Fractal Gaming Group AB
- Company type: Public
- Traded as: First North: FRACTL
- ISIN: SE0015504477
- Industry: Computer hardware
- Founded: 2007; 19 years ago
- Founder: Hannes Wallin
- Headquarters: Gothenburg, Sweden
- Products: Computer cases, power supplies
- Number of employees: 80
- Website: www.fractal-design.com

= Fractal Design =

Swedish computer hardware manufacturer

Old logo of Fractal Design, used until August 2019

Fractal Design is a Swedish computer hardware manufacturer. Founded in 2007, the company manufactures computer cases, water coolers, case fans, and power supplies.

In recent years the company's products have won several awards in computer hardware industry such as the Case Manufacturer of the Year (2013–2015), European Hardware Awards (2015) and Brand of the year IXBT.com (2015), Russia.
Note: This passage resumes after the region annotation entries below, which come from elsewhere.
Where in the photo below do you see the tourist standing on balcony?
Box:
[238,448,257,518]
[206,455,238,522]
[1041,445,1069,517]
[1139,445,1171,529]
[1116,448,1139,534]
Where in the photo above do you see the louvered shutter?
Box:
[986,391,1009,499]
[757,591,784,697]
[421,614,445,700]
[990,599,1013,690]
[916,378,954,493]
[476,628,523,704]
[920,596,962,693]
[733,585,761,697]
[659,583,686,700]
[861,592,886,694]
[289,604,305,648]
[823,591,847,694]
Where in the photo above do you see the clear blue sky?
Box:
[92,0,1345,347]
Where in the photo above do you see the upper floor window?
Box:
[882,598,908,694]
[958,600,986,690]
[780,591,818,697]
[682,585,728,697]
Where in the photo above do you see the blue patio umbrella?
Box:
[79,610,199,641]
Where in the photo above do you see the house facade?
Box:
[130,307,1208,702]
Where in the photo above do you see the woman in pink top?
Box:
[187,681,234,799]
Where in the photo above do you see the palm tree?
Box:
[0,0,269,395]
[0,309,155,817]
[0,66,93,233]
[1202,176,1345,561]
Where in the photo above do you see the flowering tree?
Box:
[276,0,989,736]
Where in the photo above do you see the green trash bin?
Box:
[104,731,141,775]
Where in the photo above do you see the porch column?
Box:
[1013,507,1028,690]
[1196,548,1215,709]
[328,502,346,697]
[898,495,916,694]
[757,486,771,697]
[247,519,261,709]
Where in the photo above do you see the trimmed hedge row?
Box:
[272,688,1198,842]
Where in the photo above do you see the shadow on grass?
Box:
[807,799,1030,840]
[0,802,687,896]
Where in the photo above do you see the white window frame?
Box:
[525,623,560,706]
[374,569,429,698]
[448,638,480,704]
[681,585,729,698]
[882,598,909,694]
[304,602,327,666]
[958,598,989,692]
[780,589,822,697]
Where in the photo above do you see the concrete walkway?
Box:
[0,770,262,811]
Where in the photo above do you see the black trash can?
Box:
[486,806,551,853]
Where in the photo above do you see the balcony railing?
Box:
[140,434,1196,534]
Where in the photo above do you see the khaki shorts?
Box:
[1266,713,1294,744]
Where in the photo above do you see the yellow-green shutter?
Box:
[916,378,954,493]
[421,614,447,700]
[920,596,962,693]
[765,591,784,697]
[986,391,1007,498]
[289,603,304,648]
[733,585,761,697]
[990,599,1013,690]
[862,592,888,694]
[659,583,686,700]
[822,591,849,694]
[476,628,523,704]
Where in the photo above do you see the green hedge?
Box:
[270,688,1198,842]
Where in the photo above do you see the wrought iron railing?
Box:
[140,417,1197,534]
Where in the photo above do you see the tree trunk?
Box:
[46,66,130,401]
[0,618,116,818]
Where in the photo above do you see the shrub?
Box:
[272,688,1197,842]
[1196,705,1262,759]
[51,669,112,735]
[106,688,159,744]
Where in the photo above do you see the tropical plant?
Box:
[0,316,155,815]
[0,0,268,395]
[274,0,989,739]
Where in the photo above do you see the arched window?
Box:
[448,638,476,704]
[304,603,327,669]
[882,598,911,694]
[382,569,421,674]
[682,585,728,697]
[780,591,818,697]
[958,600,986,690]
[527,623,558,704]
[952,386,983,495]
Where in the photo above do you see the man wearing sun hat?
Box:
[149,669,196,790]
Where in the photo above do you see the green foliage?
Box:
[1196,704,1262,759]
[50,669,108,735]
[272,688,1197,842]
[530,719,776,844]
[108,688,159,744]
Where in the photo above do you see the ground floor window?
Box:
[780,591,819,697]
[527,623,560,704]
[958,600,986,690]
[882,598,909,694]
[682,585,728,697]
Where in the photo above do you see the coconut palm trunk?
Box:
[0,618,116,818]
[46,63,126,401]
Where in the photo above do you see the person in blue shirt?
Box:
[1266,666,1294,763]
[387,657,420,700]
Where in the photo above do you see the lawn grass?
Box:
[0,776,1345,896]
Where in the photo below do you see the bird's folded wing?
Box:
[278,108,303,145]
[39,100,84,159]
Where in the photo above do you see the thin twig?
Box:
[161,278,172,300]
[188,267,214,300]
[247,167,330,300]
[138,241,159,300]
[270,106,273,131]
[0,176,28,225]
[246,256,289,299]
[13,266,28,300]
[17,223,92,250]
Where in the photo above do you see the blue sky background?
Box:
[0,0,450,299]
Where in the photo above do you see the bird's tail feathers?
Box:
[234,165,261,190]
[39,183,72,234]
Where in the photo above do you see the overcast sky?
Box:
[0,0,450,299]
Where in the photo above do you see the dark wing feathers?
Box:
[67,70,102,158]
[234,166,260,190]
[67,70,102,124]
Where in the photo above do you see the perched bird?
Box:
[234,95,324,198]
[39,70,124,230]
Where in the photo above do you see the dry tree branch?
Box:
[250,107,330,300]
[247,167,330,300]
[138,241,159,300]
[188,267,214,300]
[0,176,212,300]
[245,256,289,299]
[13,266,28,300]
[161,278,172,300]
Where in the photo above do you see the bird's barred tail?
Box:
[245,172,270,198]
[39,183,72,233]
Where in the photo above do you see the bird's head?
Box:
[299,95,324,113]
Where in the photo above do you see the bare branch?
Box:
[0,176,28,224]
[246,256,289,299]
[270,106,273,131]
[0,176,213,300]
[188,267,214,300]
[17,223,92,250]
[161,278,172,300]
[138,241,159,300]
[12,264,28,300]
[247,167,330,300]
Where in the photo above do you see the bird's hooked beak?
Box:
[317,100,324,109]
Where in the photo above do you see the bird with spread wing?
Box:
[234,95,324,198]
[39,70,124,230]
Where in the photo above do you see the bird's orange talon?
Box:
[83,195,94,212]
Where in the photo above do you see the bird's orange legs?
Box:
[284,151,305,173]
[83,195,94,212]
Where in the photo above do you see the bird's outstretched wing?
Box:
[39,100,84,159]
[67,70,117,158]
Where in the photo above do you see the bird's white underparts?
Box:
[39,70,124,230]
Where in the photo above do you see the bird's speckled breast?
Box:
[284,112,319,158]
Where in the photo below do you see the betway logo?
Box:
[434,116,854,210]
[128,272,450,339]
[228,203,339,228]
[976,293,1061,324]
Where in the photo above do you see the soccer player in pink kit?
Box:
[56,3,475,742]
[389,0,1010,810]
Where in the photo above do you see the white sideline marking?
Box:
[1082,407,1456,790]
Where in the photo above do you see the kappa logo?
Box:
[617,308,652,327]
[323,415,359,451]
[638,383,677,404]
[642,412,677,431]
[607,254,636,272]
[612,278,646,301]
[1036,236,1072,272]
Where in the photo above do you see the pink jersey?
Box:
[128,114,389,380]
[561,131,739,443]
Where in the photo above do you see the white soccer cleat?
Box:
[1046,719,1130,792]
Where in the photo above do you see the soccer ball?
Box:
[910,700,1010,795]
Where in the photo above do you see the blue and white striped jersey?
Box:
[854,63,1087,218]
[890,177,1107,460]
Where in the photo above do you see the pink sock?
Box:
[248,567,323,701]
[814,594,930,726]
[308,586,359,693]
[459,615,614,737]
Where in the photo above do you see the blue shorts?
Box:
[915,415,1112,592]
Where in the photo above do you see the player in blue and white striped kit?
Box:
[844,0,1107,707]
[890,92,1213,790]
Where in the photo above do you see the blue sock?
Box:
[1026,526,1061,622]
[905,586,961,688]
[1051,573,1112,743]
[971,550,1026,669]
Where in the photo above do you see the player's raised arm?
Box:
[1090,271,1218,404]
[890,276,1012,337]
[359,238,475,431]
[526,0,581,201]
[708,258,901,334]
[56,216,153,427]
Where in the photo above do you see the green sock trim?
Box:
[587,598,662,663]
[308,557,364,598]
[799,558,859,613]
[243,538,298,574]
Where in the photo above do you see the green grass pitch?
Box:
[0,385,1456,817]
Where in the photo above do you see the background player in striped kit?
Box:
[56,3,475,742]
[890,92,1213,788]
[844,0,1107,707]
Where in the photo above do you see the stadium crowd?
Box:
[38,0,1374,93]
Their products are designed and engineered in the company's headquarters in Gothenburg, Sweden, and manufactured in China. As Fractal Design is operating internationally, the company also has offices in Europe, North America and Asia.

== History ==
Fractal Design was founded in Gothenburg, Sweden, in 2007. In 2009, international recognition for the company grew after the first computer case within the Define series was introduced. In the same year, the company opened a North American office in Dallas, Texas. A few months later, an Asia office was established to handle increased Product Development and Sales.

By the end of 2016, the company continued to develop the concepts of Scandinavian design, silent computing and support of powerful computer configurations by launching new computer cases under the Define series. As of 2020, Fractal products are available in more than 50 countries.